CAN Festival 2021 February and March events
14 February 2021
Reporter: Vera Liber
CAN Festival 2021, Chinese Arts Now’s annual festival of work by British East and South East Asian artists, will feature ten weeks of new exhibitions, screenings, sound installations, performance and comedy from venues across London including Two Temple Place, Soho Theatre, Rich Mix and Little Angel Theatre, opening on 15 February.
In 2020 Chinese Arts Now commissioned six digital works in response to the pandemic. The first five are by artists Pamela Carter, Jasmin Kent Rodgman, Eelyn Lee, Seph Li and Naomi Sumner Chan. The sixth commission by Tobi Poster-Su, Chang and Eng and Me (and Me), is a film which explores ideas of identity, privilege and the contemporary freak though the extraordinary story of Chang and Eng Bunker, the original ‘Siamese’ twins.
Gaming technology meets the arts in a 3D experience created by Christine Urquhart. Originally meant to be live, visitors can walk through a virtual Two Temple Place and see works by artists Chloe Wing, Donald Shek, Jack Tan and Jasmin Kent-Rodgman accompanied by original music and spoken text.
Stay Connected is a new festival strand gathering artists from the 2019 and 2020 Festivals (who are not in the 2021 edition) and offering them a platform to share their work with Festival audiences. 30 artists have been offered small commissions to either create new work, share existing work or even work in development.

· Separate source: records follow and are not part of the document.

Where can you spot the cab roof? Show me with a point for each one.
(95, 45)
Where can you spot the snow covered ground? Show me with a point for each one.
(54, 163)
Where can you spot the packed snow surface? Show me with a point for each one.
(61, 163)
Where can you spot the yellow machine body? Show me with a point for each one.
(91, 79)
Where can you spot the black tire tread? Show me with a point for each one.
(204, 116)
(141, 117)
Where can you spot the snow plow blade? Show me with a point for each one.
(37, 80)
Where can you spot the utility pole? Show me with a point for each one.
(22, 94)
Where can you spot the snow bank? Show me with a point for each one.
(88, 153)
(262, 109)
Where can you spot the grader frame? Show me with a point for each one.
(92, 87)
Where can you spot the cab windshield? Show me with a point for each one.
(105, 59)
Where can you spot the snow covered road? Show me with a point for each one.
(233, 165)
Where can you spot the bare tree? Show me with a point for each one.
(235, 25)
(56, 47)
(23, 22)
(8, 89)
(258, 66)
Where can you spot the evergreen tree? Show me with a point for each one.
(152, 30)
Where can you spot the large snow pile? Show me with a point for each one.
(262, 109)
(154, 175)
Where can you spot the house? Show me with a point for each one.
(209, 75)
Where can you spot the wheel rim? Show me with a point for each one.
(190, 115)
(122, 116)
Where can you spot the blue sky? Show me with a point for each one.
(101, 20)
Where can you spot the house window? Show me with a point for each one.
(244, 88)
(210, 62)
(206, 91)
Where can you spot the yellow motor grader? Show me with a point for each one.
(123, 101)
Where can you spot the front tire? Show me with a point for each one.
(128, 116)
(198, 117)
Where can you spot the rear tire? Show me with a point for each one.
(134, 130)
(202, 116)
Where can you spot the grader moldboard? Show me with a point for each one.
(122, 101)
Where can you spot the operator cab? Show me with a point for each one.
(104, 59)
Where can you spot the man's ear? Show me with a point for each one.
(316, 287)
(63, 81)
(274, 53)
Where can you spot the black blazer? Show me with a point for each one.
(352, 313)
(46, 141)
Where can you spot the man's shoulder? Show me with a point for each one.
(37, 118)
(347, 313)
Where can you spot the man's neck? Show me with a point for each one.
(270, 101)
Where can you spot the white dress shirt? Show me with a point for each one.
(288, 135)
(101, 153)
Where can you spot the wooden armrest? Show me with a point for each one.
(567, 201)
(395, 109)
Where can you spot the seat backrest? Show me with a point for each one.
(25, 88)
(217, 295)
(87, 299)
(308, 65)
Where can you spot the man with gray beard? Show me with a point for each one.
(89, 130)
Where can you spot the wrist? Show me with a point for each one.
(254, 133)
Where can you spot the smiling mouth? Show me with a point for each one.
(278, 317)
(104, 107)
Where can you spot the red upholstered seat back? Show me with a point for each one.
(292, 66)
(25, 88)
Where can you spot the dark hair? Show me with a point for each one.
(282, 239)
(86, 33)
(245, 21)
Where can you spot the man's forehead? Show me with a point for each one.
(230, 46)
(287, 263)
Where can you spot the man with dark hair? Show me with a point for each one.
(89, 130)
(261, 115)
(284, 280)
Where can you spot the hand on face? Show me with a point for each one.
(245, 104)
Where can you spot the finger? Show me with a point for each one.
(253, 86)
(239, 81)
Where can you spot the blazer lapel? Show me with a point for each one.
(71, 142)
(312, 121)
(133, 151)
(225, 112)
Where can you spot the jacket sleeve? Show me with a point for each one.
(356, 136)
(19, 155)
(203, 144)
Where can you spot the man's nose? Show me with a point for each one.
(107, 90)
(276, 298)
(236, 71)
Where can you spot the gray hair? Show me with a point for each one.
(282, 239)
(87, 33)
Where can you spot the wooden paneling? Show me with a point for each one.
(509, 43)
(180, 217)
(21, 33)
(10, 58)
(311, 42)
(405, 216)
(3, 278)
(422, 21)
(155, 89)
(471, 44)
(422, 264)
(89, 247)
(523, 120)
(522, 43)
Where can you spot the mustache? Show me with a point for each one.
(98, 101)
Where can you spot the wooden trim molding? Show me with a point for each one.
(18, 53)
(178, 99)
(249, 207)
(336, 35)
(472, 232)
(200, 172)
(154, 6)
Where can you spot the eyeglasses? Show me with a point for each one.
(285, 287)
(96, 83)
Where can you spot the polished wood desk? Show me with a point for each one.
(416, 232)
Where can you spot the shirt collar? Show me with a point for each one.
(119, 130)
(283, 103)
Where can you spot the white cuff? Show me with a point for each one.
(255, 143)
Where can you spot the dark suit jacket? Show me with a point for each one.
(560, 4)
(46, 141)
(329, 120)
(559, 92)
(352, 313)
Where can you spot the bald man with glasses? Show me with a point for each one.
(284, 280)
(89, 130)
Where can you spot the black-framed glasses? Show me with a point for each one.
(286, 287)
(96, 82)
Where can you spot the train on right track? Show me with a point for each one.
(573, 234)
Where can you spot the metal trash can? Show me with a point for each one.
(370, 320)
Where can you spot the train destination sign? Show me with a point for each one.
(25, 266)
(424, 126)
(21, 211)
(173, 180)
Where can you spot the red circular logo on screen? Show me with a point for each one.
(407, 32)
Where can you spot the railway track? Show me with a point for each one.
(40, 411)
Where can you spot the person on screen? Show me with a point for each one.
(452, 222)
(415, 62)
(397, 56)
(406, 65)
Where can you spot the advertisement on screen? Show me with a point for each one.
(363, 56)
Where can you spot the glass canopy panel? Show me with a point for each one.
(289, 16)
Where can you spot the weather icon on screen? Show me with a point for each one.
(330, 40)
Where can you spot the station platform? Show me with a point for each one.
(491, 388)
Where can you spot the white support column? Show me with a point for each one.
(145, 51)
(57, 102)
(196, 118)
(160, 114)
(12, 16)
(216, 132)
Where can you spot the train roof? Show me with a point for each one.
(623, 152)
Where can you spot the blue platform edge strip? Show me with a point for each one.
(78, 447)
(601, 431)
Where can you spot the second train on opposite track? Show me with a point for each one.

An-Ting Chang, director of Chinese Arts Now and the CAN Festival, said, “people have suggested that I cancel this year’s CAN Festival, but for me it is more important than ever to keep the Festival running. The pandemic has highlighted the division between rich and poor, between different nations and cultures. East Asians particularly are in a very controversial position where the world seems to monitor but not understand them.
"CAN wants to tell a broad range of diverse contemporary Chinese stories and this year’s Festival presents work from more than 60 leading British East and South East Asian artists. It is essential that we remember why we are here, that we carry on making art, and stay connected with the public and our community of artists.”